Ca y est: le Hutin est enfin débarassé de son épouse, et en prime il gagne le droit d’épouser une femme adorable et discrete qui ne risque pas de le mener à la baguette.
Le voilà tout ragaillardi le roitelet, et il fonce tête baissée dans la bataille.
Oui mais voilà quand on n’est pas fait pour être chef, on ne le devient pas du jour au lendemain.
Et l’on suit notre éphémère souverain qui s’empêtre peu à peu dans la boue, et son entourage qui à force de complots s’évertue à l’y maintenir.

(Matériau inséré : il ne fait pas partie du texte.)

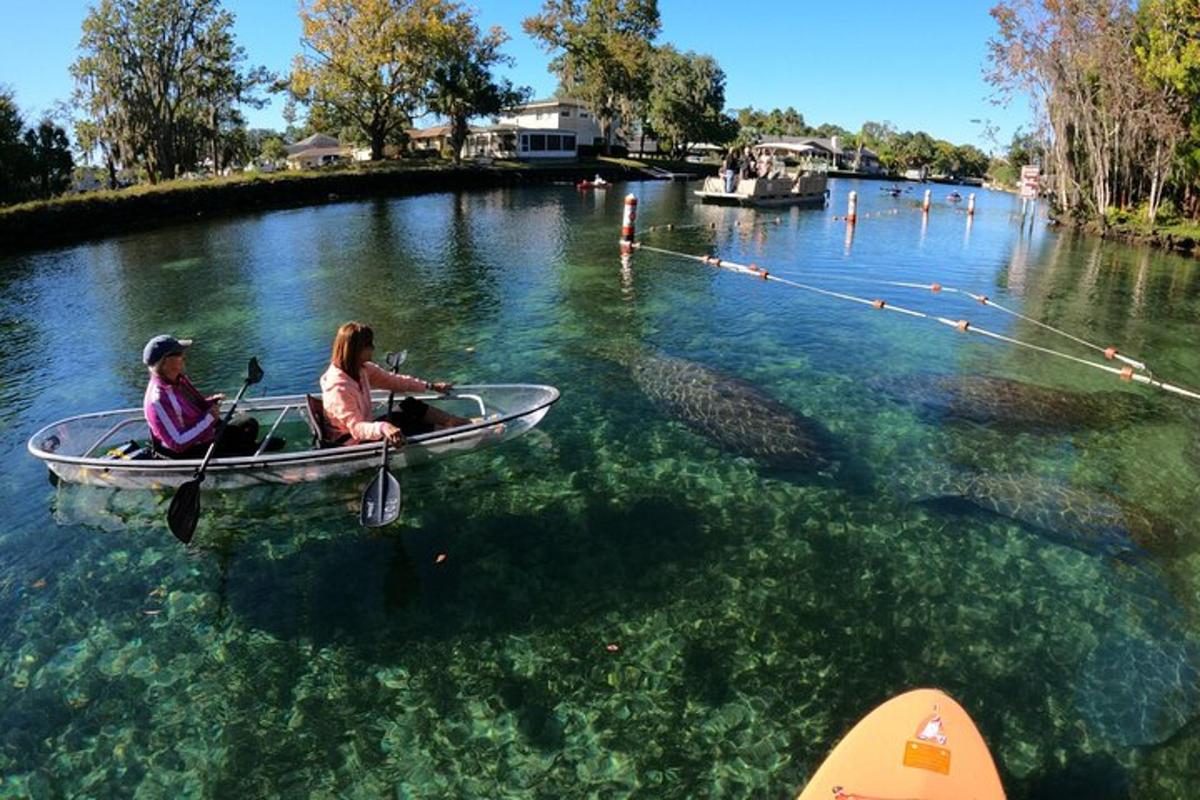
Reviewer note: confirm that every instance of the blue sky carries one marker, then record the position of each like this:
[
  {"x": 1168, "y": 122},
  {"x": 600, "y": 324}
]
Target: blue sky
[{"x": 918, "y": 65}]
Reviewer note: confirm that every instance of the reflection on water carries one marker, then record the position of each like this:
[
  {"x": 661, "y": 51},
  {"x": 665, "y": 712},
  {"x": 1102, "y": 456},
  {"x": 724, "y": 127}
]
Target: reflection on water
[{"x": 630, "y": 599}]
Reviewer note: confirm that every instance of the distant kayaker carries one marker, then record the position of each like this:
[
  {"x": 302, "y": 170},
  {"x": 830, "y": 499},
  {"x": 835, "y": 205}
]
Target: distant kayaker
[
  {"x": 183, "y": 421},
  {"x": 346, "y": 394}
]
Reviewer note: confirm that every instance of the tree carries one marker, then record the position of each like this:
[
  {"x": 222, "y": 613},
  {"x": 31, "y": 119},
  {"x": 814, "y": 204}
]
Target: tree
[
  {"x": 687, "y": 100},
  {"x": 366, "y": 64},
  {"x": 603, "y": 48},
  {"x": 155, "y": 79},
  {"x": 1108, "y": 102},
  {"x": 462, "y": 84},
  {"x": 49, "y": 158},
  {"x": 13, "y": 154},
  {"x": 1169, "y": 55}
]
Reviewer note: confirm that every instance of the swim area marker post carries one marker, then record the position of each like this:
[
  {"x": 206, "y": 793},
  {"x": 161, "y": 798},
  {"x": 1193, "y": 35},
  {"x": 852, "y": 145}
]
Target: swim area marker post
[{"x": 627, "y": 224}]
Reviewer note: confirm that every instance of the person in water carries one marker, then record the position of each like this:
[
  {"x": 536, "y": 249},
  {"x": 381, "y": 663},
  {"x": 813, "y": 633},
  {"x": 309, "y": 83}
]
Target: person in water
[
  {"x": 183, "y": 421},
  {"x": 346, "y": 394}
]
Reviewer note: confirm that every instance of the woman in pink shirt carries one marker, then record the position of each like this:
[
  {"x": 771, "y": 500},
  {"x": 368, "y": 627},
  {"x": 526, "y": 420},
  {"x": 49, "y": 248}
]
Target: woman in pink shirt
[
  {"x": 183, "y": 421},
  {"x": 346, "y": 392}
]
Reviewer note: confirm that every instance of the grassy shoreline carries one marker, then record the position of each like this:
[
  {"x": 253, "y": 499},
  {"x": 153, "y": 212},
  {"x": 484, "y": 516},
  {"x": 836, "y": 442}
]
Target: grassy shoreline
[
  {"x": 97, "y": 215},
  {"x": 1182, "y": 238}
]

Le portrait de Louis X est tellement peu flatteur qu’on se demande s’il était vraiment aussi benet. Pourtant, Druon nous fait bien comprendre à plusieurs reprises que le caractère limité du brave Louis ne serait pas un problème s’il n’était pas roi, comme pour nous signaler qu’il ne faut pas lui jeter la pierre (mais un peu quand même). La fin du monarque est brutale et semble briser une belle évolution puisque c’est seulement dans les derniers chapitres que le colérique Louis se met à prendre de vagues attitudes de souverain.
En tout cas c’est passionnant et chaque tome possède assez de personnalité pour qu’on puisse les lire indépendamment les uns des autres, à condition de garder quelques vagues notions des caractères de chacun (mais le gentil Maurice prend la peine de nous faire de régulières piqûre de rappel).